Banana Nut Muffins

Here’s another exciting variation of my basic muffin recipe, this time using bananas.

I love bananas in baked goods. (No American Pie jokes please.) They make breads or muffins so moist, dense, and delicious. However, there are a few things we must consider.

What parts of a banana might affect baking? It’s moisture, starch, and sugar contents. So, simply dial back on or entirely cut out the relevant ingredients, i.e., all dairy liquids, some of the flour, and some of the sugar.

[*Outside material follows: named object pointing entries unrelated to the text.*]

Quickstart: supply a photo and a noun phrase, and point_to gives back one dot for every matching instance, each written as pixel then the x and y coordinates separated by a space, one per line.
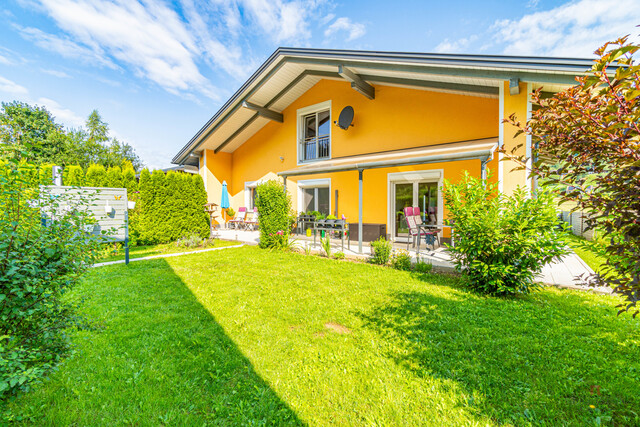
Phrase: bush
pixel 380 251
pixel 39 264
pixel 73 176
pixel 401 260
pixel 422 267
pixel 96 176
pixel 168 207
pixel 501 242
pixel 274 207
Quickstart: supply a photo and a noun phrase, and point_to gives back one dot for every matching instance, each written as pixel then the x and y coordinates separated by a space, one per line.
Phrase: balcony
pixel 315 148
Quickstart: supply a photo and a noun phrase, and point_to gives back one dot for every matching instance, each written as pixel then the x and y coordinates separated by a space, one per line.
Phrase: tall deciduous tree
pixel 588 146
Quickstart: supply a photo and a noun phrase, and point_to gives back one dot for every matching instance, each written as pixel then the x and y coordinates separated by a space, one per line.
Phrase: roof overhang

Also, I made the decision to swap vegetable oil for butter because butter is less “wet” than oil (obviously), especially at room temperature. However, I also wanted to retain moisture in the banana muffins, hence the slightly lower oven temperature.

 

INGREDIENTS

Wet Ingredients:
2 large bananas, the riper the better (roughly 200g when mashed)
125g unsalted butter, softened
150g caster sugar
1 egg
1 tsp vanilla extract

Dry Ingredients:
150g all-purpose flour
2 tsp baking powder
1/4 tsp salt
1/4 tsp cinnamon
100g pecans or walnuts, toasted (if you have time) and chopped

Makes a dozen muffins.

DIRECTIONS

Step 1: Preheat your oven to 190°C (375°F). Line a 12-muffin tin with liners.

Step 2: Mash the bananas with a fork until a pulpy, wet mess. Add the rest of the wet ingredients and mix well to combine. It should look just like someone’s been sick. (It really does!)

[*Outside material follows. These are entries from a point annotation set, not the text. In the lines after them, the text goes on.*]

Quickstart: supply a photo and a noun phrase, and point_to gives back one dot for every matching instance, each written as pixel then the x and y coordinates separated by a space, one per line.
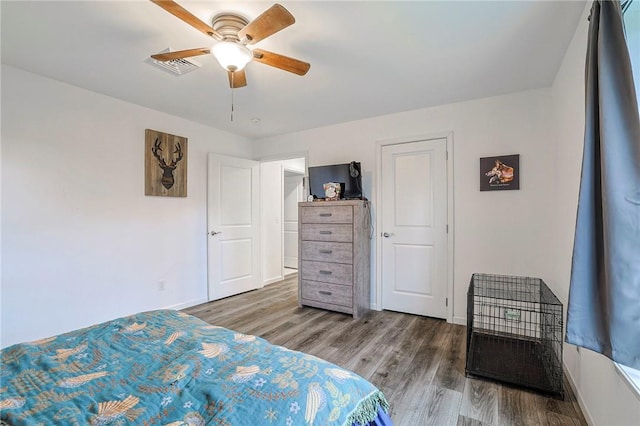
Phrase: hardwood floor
pixel 417 362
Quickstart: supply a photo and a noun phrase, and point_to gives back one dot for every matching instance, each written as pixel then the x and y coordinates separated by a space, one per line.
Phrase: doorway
pixel 281 190
pixel 293 194
pixel 413 242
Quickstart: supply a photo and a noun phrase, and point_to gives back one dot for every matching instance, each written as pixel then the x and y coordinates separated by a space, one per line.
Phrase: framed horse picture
pixel 500 173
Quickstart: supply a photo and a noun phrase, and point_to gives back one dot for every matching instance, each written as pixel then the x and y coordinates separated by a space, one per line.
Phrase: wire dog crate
pixel 514 332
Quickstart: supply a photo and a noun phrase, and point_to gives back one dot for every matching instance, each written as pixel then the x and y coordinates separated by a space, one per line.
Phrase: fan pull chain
pixel 233 74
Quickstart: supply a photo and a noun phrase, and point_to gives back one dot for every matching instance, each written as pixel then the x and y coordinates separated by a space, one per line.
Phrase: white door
pixel 293 193
pixel 233 226
pixel 414 227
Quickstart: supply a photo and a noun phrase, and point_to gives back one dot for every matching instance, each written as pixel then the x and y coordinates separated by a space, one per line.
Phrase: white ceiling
pixel 367 58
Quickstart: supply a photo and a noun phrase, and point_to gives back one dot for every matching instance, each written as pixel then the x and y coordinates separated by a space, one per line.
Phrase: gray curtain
pixel 604 296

Step 3: In another bowl, sift the flour, baking powder, salt, and cinnamon.

Step 4: Add the wet ingredient to the dry and, with a spatula, fold gently to combine. Fold in the chopped nuts. (It’ll still look like sick, just lumpier.)

Step 5: Evenly distribute the batter among the 12 cases. A disher makes this job much easier. Then bake the muffins for 22 minutes. Serve while warm.

 

The best bananas to use in baking are the overripe ones that have plenty of brown spots and without a hint of green. These signs indicate that some of the starch has been converted to sugars, so the banana will be sweeter and less fibrous.